Masih lekat sekali ingatan saya dengan semua perkataannya, dengan semua pengakuannya kepada saya. Sampai saya pikir, apakah saya tidak cukup baik? apakah saya tidak cukup segala-galanya untuk dia? Pikiran itu ternyata makin membuat racun baru di diri saya. Saya nggak boleh kayak gitu. Akar masalahnya adalah di diri saya sendiri. Kalo diri saya aja nggak diberi ruang untuk memaafkan, gimana saya bisa ikhlas dan memaafkan perbuatan dia?

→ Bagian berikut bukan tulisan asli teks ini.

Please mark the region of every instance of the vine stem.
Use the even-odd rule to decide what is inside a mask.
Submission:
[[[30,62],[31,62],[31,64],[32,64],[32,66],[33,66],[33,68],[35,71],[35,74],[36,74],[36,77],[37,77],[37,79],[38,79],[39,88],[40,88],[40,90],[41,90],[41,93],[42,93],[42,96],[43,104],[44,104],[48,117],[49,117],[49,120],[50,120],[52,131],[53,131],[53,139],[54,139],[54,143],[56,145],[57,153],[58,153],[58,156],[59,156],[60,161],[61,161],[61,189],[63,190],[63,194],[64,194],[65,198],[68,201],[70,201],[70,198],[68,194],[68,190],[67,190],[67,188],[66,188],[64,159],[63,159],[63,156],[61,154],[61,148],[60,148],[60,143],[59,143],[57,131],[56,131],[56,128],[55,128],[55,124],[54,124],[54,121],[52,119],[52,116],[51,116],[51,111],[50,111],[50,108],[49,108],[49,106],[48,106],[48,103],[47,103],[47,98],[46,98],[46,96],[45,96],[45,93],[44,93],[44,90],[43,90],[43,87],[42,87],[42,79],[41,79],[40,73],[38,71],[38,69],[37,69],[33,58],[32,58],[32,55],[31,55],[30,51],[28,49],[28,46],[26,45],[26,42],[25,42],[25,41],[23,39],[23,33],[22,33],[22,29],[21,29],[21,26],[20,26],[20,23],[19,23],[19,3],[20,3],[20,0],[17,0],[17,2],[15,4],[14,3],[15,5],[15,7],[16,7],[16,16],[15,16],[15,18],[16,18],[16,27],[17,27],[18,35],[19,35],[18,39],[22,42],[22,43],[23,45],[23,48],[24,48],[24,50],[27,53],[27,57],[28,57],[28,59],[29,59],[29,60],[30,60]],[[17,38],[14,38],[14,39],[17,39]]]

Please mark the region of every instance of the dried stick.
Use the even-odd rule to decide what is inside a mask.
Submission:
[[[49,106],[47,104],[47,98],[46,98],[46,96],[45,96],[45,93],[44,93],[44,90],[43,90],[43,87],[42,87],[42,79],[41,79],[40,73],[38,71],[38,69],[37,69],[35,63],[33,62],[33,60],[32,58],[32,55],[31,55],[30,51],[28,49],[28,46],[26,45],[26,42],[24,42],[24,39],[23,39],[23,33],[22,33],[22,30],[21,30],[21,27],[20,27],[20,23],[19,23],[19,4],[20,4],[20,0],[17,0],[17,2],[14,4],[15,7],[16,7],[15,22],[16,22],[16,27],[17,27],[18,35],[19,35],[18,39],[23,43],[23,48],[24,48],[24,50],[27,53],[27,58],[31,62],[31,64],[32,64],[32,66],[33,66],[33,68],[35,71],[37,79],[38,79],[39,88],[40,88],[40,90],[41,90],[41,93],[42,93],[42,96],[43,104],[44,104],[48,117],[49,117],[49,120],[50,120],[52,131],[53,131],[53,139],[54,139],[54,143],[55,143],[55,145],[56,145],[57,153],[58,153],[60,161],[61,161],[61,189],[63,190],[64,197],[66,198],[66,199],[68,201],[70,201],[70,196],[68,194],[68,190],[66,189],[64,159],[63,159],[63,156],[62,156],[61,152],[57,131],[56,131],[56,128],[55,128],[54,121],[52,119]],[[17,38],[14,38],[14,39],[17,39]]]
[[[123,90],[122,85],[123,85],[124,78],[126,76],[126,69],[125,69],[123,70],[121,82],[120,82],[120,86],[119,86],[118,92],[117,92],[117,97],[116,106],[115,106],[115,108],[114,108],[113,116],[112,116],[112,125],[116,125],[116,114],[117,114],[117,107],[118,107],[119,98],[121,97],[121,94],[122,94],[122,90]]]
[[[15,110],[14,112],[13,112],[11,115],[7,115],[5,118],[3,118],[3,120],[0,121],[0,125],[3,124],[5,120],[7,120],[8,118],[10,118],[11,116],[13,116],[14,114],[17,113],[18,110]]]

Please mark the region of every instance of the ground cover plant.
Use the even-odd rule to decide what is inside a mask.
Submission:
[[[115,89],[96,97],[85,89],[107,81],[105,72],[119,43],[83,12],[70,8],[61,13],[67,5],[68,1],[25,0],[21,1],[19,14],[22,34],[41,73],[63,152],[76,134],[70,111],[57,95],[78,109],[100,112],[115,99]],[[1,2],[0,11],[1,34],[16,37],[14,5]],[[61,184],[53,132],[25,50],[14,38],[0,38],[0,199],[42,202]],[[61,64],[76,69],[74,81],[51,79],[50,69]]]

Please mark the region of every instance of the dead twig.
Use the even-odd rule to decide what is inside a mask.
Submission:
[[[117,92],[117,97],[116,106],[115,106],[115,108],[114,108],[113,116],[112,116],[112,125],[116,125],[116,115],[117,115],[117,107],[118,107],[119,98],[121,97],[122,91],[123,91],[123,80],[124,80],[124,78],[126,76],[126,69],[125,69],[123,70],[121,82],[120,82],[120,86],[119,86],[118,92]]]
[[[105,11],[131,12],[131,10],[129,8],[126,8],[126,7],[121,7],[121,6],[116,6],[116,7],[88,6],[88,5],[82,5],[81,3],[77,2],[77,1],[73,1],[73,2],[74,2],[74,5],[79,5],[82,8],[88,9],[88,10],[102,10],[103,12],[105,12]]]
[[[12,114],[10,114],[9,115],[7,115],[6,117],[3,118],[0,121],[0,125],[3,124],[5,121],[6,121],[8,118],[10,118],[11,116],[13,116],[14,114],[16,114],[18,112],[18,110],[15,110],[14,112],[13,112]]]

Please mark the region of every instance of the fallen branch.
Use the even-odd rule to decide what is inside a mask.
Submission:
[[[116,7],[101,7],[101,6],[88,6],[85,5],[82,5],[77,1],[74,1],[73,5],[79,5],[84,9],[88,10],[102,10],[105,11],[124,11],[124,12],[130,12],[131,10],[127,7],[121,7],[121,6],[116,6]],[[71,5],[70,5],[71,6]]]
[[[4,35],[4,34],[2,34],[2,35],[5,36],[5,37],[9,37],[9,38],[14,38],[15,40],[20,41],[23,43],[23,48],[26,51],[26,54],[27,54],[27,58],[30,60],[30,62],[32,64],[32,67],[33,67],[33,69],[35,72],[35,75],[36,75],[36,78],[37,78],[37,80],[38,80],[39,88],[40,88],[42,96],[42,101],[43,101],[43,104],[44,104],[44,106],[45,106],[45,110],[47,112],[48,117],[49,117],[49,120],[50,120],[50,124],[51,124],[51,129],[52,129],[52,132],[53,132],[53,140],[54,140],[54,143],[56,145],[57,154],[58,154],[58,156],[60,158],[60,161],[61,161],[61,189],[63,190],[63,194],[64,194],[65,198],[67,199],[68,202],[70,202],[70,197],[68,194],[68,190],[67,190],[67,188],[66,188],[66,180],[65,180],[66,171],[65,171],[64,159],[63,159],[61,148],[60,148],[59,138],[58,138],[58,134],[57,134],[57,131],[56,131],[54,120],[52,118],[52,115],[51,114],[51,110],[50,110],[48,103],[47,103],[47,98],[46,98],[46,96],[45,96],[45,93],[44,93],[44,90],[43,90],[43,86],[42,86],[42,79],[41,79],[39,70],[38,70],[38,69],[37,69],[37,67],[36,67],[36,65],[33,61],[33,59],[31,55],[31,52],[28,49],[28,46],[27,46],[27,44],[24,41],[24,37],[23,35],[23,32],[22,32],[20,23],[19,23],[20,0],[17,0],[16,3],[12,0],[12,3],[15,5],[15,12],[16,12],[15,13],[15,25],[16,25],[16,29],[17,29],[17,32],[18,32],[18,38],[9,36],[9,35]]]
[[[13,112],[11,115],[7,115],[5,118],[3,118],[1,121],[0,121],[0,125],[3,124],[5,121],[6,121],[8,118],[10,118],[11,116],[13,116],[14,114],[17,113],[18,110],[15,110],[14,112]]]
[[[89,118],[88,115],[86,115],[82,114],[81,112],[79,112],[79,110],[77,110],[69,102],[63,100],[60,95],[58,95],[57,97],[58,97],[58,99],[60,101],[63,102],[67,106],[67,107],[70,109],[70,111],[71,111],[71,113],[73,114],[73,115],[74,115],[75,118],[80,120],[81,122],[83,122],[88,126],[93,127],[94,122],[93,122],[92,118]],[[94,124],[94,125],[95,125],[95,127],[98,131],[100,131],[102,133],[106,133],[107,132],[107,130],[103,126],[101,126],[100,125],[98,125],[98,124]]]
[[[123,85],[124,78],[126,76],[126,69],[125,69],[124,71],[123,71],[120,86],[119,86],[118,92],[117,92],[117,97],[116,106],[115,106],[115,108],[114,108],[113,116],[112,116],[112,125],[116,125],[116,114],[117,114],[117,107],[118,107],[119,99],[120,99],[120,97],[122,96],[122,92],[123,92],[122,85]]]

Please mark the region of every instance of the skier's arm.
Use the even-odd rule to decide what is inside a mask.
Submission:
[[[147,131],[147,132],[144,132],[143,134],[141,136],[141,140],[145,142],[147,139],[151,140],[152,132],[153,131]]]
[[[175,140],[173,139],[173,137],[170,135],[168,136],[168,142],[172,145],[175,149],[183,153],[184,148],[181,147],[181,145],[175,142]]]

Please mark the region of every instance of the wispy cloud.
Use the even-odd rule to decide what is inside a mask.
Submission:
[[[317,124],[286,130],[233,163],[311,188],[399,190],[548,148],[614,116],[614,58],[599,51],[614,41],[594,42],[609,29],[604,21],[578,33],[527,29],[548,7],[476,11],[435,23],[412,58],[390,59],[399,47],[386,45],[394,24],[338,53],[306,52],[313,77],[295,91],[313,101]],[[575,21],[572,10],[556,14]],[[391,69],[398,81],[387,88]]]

Suatu malam saya tulis di buku harian saya, saya tulis kalimat berulang. Bahwa saya memaafkan diri saya sendiri, saya terlalu keras terhadap diri saya sendiri, saya sudah cukup baik, saya berhak merasakan kebahagiaan, saya sempurna dengan cara saya sendiri.
Tubuh saya merasa ringan setelahnya. Saya melepas rasa kecewa, marah, emosi, sedih, semuanya. Saya nikmati prosesnya, saya nikmati memory ingatan yang menyakitkan itu, saya rangkul diri saya bahwa itu sudah lewat, tugas saya hanya memaafkan, mengikhlaskan dan tidak membuat lingkaran setan yang baru. Saya tidak lagi berusaha dengan sekeras daya saya untuk melupakan, menghilangkan, atau mengusir secara paksa memory buruk itu semua, saya hanya perlu merasakan mengijinkan perasaan itu ada di dalam diri saya. Karena mereka bagian dari emosi saya, saya tidak lagi menentangnya, saya terima semua perasaan tidak nyaman itu, saya ajak ngobrol diri saya.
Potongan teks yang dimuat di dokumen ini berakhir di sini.